# Natural Language Processing

## Importing the libraries

In [1]:
import numpy as np
import matplotlib.pyplot as plt
import pandas as pd

## Importing the dataset

In [2]:
dataset = pd.read_csv('Restaurant_Reviews.tsv',delimiter='\t',quoting=3)

## Cleaning the texts

In [4]:
import re
import nltk
nltk.download('stopwords')
# stopwords คือ คำที่ไม่ได้ช่วยในการ predict เช่น the, a เป็นต้น
from nltk.corpus import stopwords
# stemming คือ การหา root word เช่น loved-> love เพื่อลด dimension ตอน train model(reduce learning curve)
from nltk.stem.porter import PorterStemmer
corpus=[]
for i in range(0,1000):
  review = re.sub('[^a-zA-Z]',' ',dataset['Review'][i])
  review = review.lower()
  review = review.split()
  ps = PorterStemmer()
  all_stopwords=stopwords.words('english')
  all_stopwords.remove('not')
  review=[ps.stem(word) for word in review if not word in set(all_stopwords)]
  review= ' '.join(review)
  corpus.append(review)

[nltk_data] Downloading package stopwords to /root/nltk_data...
[nltk_data]   Package stopwords is already up-to-date!


In [5]:
print(corpus)

['wow love place', 'crust not good', 'not tasti textur nasti', 'stop late may bank holiday rick steve recommend love', 'select menu great price', 'get angri want damn pho', 'honeslti tast fresh', 'potato like rubber could tell made ahead time kept warmer', 'fri great', 'great touch', 'servic prompt', 'would not go back', 'cashier care ever say still end wayyy overpr', 'tri cape cod ravoli chicken cranberri mmmm', 'disgust pretti sure human hair', 'shock sign indic cash', 'highli recommend', 'waitress littl slow servic', 'place not worth time let alon vega', 'not like', 'burritto blah', 'food amaz', 'servic also cute', 'could care less interior beauti', 'perform', 'right red velvet cake ohhh stuff good', 'never brought salad ask', 'hole wall great mexican street taco friendli staff', 'took hour get food tabl restaur food luke warm sever run around like total overwhelm', 'worst salmon sashimi', 'also combo like burger fri beer decent deal', 'like final blow', 'found place accid could not

## Creating the Bag of Words model

In [11]:
# tokenization การแยก word ที่มีใน review ทั้งหมดมาสร้างเป็น column ที่มี value 0,1
# sparse matrix matrix ที่มี 0 เป็นส่วนใหญ่
from sklearn.feature_extraction.text import CountVectorizer
cv = CountVectorizer(max_features=1500)
X = cv.fit_transform(corpus).toarray()
y = dataset.iloc[:, -1].values

In [12]:
len(X[0])

1500

## Splitting the dataset into the Training set and Test set

In [13]:
from sklearn.model_selection import train_test_split
X_train, X_test, y_train, y_test = train_test_split(X, y, test_size = 0.2, random_state = 0)
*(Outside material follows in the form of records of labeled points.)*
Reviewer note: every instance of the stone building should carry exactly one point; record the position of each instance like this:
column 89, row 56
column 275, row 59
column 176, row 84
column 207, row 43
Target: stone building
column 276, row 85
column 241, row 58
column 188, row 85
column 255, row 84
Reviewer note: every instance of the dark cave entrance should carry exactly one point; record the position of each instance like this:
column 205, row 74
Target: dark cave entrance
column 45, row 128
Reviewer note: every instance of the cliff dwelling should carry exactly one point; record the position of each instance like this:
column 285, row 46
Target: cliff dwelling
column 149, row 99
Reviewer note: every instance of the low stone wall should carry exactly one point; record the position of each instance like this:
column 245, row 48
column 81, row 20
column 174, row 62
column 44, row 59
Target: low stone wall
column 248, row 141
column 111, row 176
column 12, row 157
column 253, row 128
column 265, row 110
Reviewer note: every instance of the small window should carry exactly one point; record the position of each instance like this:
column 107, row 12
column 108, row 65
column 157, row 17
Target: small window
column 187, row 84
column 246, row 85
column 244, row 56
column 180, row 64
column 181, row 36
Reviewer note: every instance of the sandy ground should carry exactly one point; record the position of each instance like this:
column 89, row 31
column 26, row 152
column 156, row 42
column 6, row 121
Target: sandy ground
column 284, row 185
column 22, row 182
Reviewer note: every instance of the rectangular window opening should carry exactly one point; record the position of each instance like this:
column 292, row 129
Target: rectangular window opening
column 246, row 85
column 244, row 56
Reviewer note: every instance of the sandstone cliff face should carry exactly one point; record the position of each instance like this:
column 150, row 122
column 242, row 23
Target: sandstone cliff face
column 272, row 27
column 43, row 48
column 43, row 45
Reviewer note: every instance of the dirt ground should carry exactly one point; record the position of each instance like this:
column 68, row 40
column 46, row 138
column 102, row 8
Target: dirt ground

## Training the Naive Bayes model on the Training set

In [14]:
from sklearn.naive_bayes import GaussianNB
classifier = GaussianNB()
classifier.fit(X_train, y_train)

In [19]:
from sklearn.linear_model import LogisticRegression
classifier_logistic = LogisticRegression(random_state = 0)
classifier_logistic.fit(X_train, y_train)

In [20]:
from sklearn.neighbors import KNeighborsClassifier
classifier_knn = KNeighborsClassifier(n_neighbors = 5, metric = 'minkowski', p = 2)
classifier_knn.fit(X_train, y_train)

In [21]:
from sklearn.svm import SVC
classifier_svc = SVC(kernel = 'linear', random_state = 0)
classifier_svc.fit(X_train, y_train)

In [22]:
from sklearn.svm import SVC
classifier_kernel_svc = SVC(kernel = 'rbf', random_state = 0)
classifier_kernel_svc.fit(X_train, y_train)

In [23]:
from sklearn.tree import DecisionTreeClassifier
classifier_dt = DecisionTreeClassifier(criterion = 'entropy', random_state = 0)
classifier_dt.fit(X_train, y_train)

In [24]:
from sklearn.ensemble import RandomForestClassifier
classifier_rf = RandomForestClassifier(n_estimators = 10, criterion = 'entropy', random_state = 0)
classifier_rf.fit(X_train, y_train)

## Predicting the Test set results

In [25]:
y_pred = classifier.predict(X_test)
y_pred_logis = classifier_logistic.predict(X_test)
y_pred_knn = classifier_knn.predict(X_test)
y_pred_svc = classifier_svc.predict(X_test)
y_pred_kernel_svc = classifier_kernel_svc.predict(X_test)
y_pred_dt= classifier_dt.predict(X_test)
y_pred_rf = classifier_rf.predict(X_test)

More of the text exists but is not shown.